Perhaps, as Peter Schabacker suggested in the Fogg Museum Annual Report of 1974-1976, van Eyck drew inspiration from the Book of Judith. Judith was a young Jewish widow, who saved her people from defeat against the Assyrian forces led by Holofernes, whom she seduced and later beheaded in his sleep. And this is how she prepared for her mission:
“When Judith had stopped crying out to the God of Israel, and had ended all these words, she rose from where she lay prostrate. She called her maid and went down into the house where she lived on sabbaths and on her festal days. She removed the sackcloth she had been wearing, took off her widow’s garments, bathed her body with water, and anointed herself with precious ointment.” (Judith 10: 1-3, NSRA)
On the other hand, there is also a possibility that van Eyck’s lost masterpiece was entirely unrelated to the Bible; it may have simply depicted a lady preparing herself for a romantic meeting. As it happens, bathing was an important motif of secular medieval culture. In 1456, the Italian historian Bartolomeo Fazio noted that Cardinal Ottaviano Ubaldini della Carda owned van Eyck’s pieces depicting women in their baths. Fazio described one of these paintings; its composition was clearly different than the one we know from the Fogg picture, but it proves that van Eyck painted other “bathroom” nudes, though those works have not survived.

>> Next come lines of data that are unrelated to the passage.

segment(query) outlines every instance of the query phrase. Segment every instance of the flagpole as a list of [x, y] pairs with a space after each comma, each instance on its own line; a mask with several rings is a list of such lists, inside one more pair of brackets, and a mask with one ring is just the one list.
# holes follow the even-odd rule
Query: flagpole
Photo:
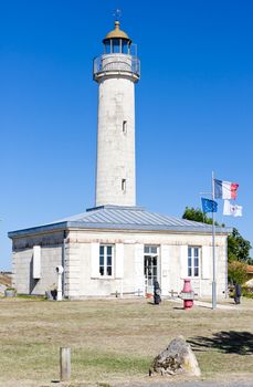
[[[212, 171], [212, 200], [214, 200], [214, 172]], [[217, 308], [217, 274], [215, 274], [215, 224], [212, 211], [212, 308]]]

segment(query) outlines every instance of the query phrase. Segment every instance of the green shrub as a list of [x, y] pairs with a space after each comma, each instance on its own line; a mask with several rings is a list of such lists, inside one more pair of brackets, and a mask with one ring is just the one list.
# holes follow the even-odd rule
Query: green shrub
[[239, 283], [242, 285], [247, 279], [247, 265], [246, 263], [233, 261], [229, 262], [228, 278], [230, 283]]

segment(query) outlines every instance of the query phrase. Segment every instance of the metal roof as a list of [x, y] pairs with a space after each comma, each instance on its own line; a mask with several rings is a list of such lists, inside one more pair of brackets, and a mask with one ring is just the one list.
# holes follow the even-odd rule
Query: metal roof
[[[53, 223], [33, 227], [8, 233], [9, 238], [22, 234], [39, 233], [61, 229], [109, 229], [109, 230], [138, 230], [138, 231], [173, 231], [211, 233], [212, 227], [196, 222], [150, 212], [141, 207], [102, 206], [87, 209], [86, 212], [64, 218]], [[231, 229], [215, 228], [217, 233], [228, 234]]]

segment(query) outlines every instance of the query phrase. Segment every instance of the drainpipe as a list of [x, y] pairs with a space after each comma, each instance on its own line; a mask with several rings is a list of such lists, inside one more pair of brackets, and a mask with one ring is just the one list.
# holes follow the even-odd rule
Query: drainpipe
[[63, 274], [62, 274], [62, 295], [63, 297], [65, 297], [65, 259], [66, 259], [66, 236], [67, 236], [67, 231], [64, 230], [63, 231], [63, 243], [62, 243], [62, 266], [63, 266]]

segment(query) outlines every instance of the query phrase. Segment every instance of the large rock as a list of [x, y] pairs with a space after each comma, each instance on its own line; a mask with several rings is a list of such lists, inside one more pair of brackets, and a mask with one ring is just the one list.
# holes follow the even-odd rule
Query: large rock
[[183, 372], [192, 376], [201, 375], [196, 355], [182, 336], [173, 338], [168, 347], [155, 357], [149, 375], [151, 376], [154, 372], [161, 375]]

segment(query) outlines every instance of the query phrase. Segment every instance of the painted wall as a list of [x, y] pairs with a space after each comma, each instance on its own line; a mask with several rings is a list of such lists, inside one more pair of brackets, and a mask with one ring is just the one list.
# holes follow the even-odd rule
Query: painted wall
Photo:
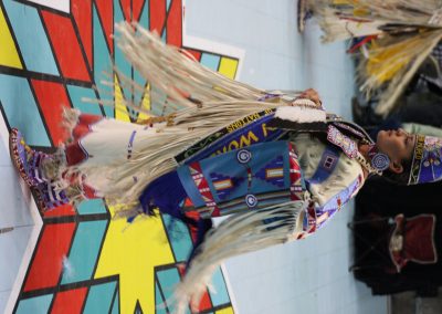
[[[123, 20], [156, 30], [167, 43], [185, 46], [206, 66], [235, 76], [240, 50], [196, 38], [183, 43], [181, 0], [3, 0], [0, 3], [3, 151], [11, 127], [22, 130], [33, 147], [53, 150], [65, 140], [60, 124], [64, 107], [126, 122], [143, 118], [129, 116], [123, 105], [124, 98], [133, 98], [133, 91], [125, 88], [119, 75], [113, 73], [108, 78], [103, 74], [112, 73], [115, 63], [123, 75], [145, 86], [139, 101], [150, 106], [148, 82], [124, 60], [110, 36], [115, 22]], [[101, 84], [103, 77], [110, 80], [114, 88], [106, 90]], [[83, 97], [109, 98], [109, 92], [117, 103], [115, 112], [82, 102]], [[19, 179], [4, 155], [8, 176], [20, 195], [15, 184]], [[25, 222], [9, 221], [6, 227], [15, 230], [1, 236], [0, 248], [7, 248], [11, 244], [7, 240], [17, 236], [20, 226], [31, 224], [27, 233], [23, 230], [18, 237], [20, 245], [14, 244], [17, 262], [10, 270], [19, 275], [14, 285], [11, 275], [9, 286], [3, 290], [9, 292], [8, 297], [2, 294], [2, 300], [9, 300], [7, 312], [166, 313], [171, 310], [166, 300], [181, 276], [180, 264], [192, 247], [193, 230], [164, 216], [128, 226], [124, 220], [112, 220], [114, 209], [102, 200], [76, 208], [63, 206], [40, 216], [25, 187], [24, 191], [27, 201], [9, 203], [8, 213], [2, 213], [11, 217], [20, 207], [23, 213], [31, 210], [35, 218], [32, 220], [28, 212]], [[7, 265], [4, 251], [0, 260]], [[200, 310], [232, 313], [221, 270], [215, 273], [214, 285], [218, 293], [208, 291]]]

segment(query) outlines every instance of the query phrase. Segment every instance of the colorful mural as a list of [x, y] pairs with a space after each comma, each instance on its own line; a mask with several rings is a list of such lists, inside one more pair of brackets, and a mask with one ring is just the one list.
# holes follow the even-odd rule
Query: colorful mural
[[[51, 8], [51, 2], [57, 7]], [[67, 2], [69, 10], [65, 3]], [[55, 9], [54, 9], [55, 8]], [[60, 9], [64, 8], [64, 9]], [[110, 34], [118, 21], [137, 21], [183, 46], [181, 0], [0, 1], [0, 109], [8, 128], [30, 145], [51, 150], [65, 139], [63, 107], [131, 121], [122, 100], [136, 100], [114, 73], [112, 98], [118, 109], [84, 104], [109, 98], [102, 88], [112, 63], [146, 87]], [[234, 77], [235, 56], [185, 46], [198, 61]], [[107, 77], [108, 80], [108, 77]], [[167, 216], [113, 220], [103, 200], [63, 206], [42, 216], [43, 226], [14, 300], [14, 313], [170, 313], [172, 289], [192, 247], [193, 232]], [[202, 313], [233, 313], [221, 270], [217, 293], [207, 292]]]

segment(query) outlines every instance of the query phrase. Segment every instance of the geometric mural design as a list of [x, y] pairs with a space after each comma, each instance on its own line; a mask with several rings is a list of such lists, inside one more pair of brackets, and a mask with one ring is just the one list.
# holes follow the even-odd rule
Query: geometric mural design
[[[115, 22], [137, 21], [182, 46], [181, 0], [71, 0], [67, 12], [41, 3], [0, 1], [0, 109], [8, 128], [18, 127], [33, 147], [53, 150], [66, 138], [60, 125], [63, 107], [127, 122], [143, 118], [123, 105], [122, 100], [137, 100], [115, 73], [105, 78], [114, 82], [110, 98], [120, 104], [117, 111], [82, 98], [109, 98], [101, 81], [115, 63], [146, 86], [138, 101], [149, 107], [148, 82], [124, 60], [110, 34]], [[183, 48], [234, 78], [238, 59]], [[105, 201], [91, 200], [44, 213], [14, 313], [172, 311], [166, 301], [182, 275], [193, 231], [168, 216], [128, 224], [113, 220], [113, 212]], [[217, 293], [207, 291], [200, 311], [233, 313], [221, 270], [213, 285]]]

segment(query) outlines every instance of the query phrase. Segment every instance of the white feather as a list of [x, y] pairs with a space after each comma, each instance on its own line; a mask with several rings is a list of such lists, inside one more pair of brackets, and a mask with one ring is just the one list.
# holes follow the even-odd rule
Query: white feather
[[276, 109], [275, 117], [298, 123], [326, 122], [326, 112], [307, 106], [282, 106]]

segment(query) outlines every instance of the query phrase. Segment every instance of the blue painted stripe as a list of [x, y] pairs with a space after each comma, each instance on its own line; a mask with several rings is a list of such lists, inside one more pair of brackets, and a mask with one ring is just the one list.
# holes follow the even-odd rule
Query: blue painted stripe
[[169, 236], [168, 238], [170, 239], [170, 245], [177, 262], [187, 261], [193, 247], [188, 227], [169, 214], [164, 214], [162, 219], [165, 220], [166, 230]]
[[156, 314], [167, 313], [164, 300], [161, 297], [161, 293], [159, 291], [158, 283], [155, 283], [155, 313]]
[[69, 269], [64, 271], [62, 284], [93, 278], [106, 226], [107, 220], [86, 221], [78, 224], [67, 259], [72, 271]]
[[72, 105], [75, 108], [80, 109], [82, 113], [99, 116], [102, 115], [102, 111], [99, 109], [98, 104], [88, 104], [82, 101], [82, 98], [96, 100], [95, 92], [92, 88], [67, 85], [67, 93], [71, 97]]
[[60, 76], [36, 9], [11, 0], [3, 3], [27, 69]]
[[217, 292], [210, 292], [210, 299], [213, 306], [230, 303], [228, 287], [225, 286], [224, 276], [222, 275], [221, 268], [219, 268], [212, 275], [212, 284]]
[[0, 102], [11, 127], [17, 127], [30, 145], [51, 146], [28, 80], [0, 74]]
[[22, 299], [17, 307], [17, 314], [45, 314], [49, 313], [53, 294], [35, 296], [31, 299]]
[[116, 282], [93, 285], [87, 294], [83, 314], [109, 313]]
[[[101, 81], [114, 81], [114, 78], [105, 77], [104, 72], [113, 73], [112, 60], [107, 43], [105, 40], [105, 34], [99, 23], [98, 13], [94, 6], [94, 81], [98, 88], [99, 97], [102, 100], [113, 100], [109, 93], [113, 93], [114, 88], [105, 86]], [[114, 107], [104, 106], [106, 116], [114, 117]]]

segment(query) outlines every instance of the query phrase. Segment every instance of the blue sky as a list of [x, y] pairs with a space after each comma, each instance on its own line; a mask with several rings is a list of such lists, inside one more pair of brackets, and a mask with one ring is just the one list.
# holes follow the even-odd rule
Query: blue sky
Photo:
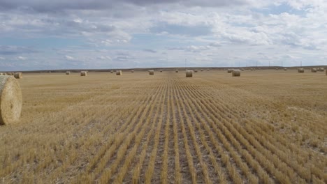
[[326, 11], [324, 0], [2, 0], [0, 70], [327, 65]]

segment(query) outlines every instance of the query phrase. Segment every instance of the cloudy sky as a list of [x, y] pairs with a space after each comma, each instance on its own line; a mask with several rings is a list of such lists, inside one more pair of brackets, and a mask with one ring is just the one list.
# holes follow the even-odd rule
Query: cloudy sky
[[326, 0], [0, 0], [0, 70], [327, 65], [326, 13]]

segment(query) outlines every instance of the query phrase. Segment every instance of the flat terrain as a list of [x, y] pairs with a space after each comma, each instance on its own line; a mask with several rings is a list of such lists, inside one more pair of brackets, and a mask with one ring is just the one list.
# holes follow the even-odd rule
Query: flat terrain
[[0, 183], [327, 183], [325, 72], [23, 77]]

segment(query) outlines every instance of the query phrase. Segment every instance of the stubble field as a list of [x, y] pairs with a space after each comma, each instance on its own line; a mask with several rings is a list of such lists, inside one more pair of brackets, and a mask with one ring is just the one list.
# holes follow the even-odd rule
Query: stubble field
[[326, 183], [324, 72], [24, 74], [0, 183]]

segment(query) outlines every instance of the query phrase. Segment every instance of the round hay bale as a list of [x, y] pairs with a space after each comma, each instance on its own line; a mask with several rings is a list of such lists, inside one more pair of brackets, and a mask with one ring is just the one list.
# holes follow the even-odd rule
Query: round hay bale
[[14, 74], [14, 77], [16, 79], [22, 79], [22, 72], [16, 72]]
[[233, 70], [232, 77], [240, 77], [240, 70]]
[[187, 70], [186, 71], [186, 77], [193, 77], [193, 70]]
[[122, 70], [116, 70], [116, 75], [122, 75]]
[[87, 71], [81, 71], [80, 72], [80, 76], [87, 76]]
[[13, 77], [0, 77], [0, 125], [8, 125], [20, 119], [22, 96], [20, 84]]

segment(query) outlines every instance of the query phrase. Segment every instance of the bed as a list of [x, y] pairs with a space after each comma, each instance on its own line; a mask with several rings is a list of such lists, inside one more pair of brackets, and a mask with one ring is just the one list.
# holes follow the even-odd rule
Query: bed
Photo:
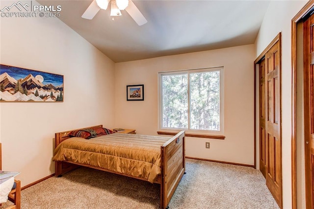
[[[157, 183], [160, 208], [168, 208], [185, 173], [184, 131], [172, 137], [114, 133], [87, 140], [69, 135], [99, 127], [103, 125], [55, 133], [55, 175], [82, 166]], [[147, 159], [144, 164], [137, 164]]]

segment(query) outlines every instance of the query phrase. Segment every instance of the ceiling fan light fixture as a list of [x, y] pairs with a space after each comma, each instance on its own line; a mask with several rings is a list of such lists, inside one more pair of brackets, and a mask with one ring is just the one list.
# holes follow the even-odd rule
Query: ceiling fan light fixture
[[116, 1], [115, 0], [111, 0], [111, 10], [110, 13], [110, 16], [121, 16], [121, 12], [118, 8]]
[[96, 0], [96, 3], [101, 9], [106, 10], [110, 0]]
[[124, 10], [129, 5], [129, 0], [116, 0], [117, 6], [120, 10]]

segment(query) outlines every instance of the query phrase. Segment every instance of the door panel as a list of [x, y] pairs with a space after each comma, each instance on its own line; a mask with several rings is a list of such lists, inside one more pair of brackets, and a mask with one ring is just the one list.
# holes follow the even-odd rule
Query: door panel
[[259, 65], [260, 170], [266, 178], [266, 131], [265, 130], [265, 59]]
[[314, 17], [303, 24], [305, 198], [307, 209], [314, 209]]
[[282, 208], [281, 157], [280, 45], [277, 41], [266, 53], [265, 89], [266, 184]]

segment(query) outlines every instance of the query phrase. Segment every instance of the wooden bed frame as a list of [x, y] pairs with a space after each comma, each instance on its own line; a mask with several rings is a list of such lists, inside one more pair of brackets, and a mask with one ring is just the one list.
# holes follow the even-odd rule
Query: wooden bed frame
[[[103, 125], [92, 127], [103, 127]], [[55, 133], [55, 147], [61, 142], [69, 138], [69, 132], [92, 127], [78, 129], [74, 130]], [[161, 174], [159, 175], [154, 183], [160, 184], [160, 208], [168, 208], [168, 205], [185, 171], [185, 135], [182, 131], [166, 142], [160, 147], [161, 156]], [[79, 166], [95, 168], [115, 174], [128, 176], [135, 179], [147, 181], [145, 179], [134, 177], [127, 174], [116, 173], [114, 171], [95, 167], [90, 165], [83, 164], [69, 161], [55, 162], [55, 176], [61, 176], [61, 174], [77, 168]]]

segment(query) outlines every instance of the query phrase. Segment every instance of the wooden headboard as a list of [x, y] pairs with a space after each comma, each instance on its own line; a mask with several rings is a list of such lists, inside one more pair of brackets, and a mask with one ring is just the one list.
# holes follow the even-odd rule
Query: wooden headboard
[[98, 126], [91, 126], [90, 127], [85, 127], [80, 129], [74, 129], [73, 130], [69, 130], [65, 131], [59, 132], [58, 133], [55, 133], [55, 147], [61, 143], [62, 141], [70, 137], [69, 135], [69, 133], [73, 131], [80, 130], [84, 129], [89, 129], [93, 127], [103, 127], [102, 125], [99, 125]]

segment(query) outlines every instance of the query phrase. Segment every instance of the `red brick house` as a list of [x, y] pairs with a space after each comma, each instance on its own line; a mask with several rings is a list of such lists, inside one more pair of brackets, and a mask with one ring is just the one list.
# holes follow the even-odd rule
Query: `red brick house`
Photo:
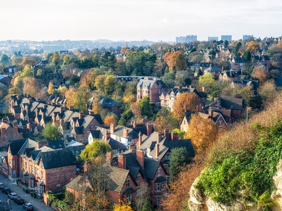
[[137, 86], [137, 100], [147, 96], [152, 103], [160, 102], [160, 96], [163, 92], [168, 91], [168, 87], [161, 78], [147, 77], [141, 79]]
[[54, 142], [42, 138], [10, 141], [7, 149], [9, 179], [21, 178], [41, 194], [61, 190], [74, 178], [77, 162], [73, 149], [56, 150], [48, 146], [50, 142], [56, 144]]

Another misconception about medieval visual culture is that the art back then was solely religious and not at all erotic – the Readers of my blog already know that it is not true. The thing is, that what survived is mostly religious art because it was venerated and preserved reverently for subsequent centuries due to its subject, even if its stylistic forms went out of date. Meanwhile, vernacular wart was more likely to had been replaced; and especially nudes, as indecent, could have been destroyed in subsequent centuries. The lost van Eyck’s picture may thus be considered a combination of both “lost” aspects of the medieval culture: profane depiction of a naked lady washing herself should remind us that in the Middle Ages people were neither prude nor dirty.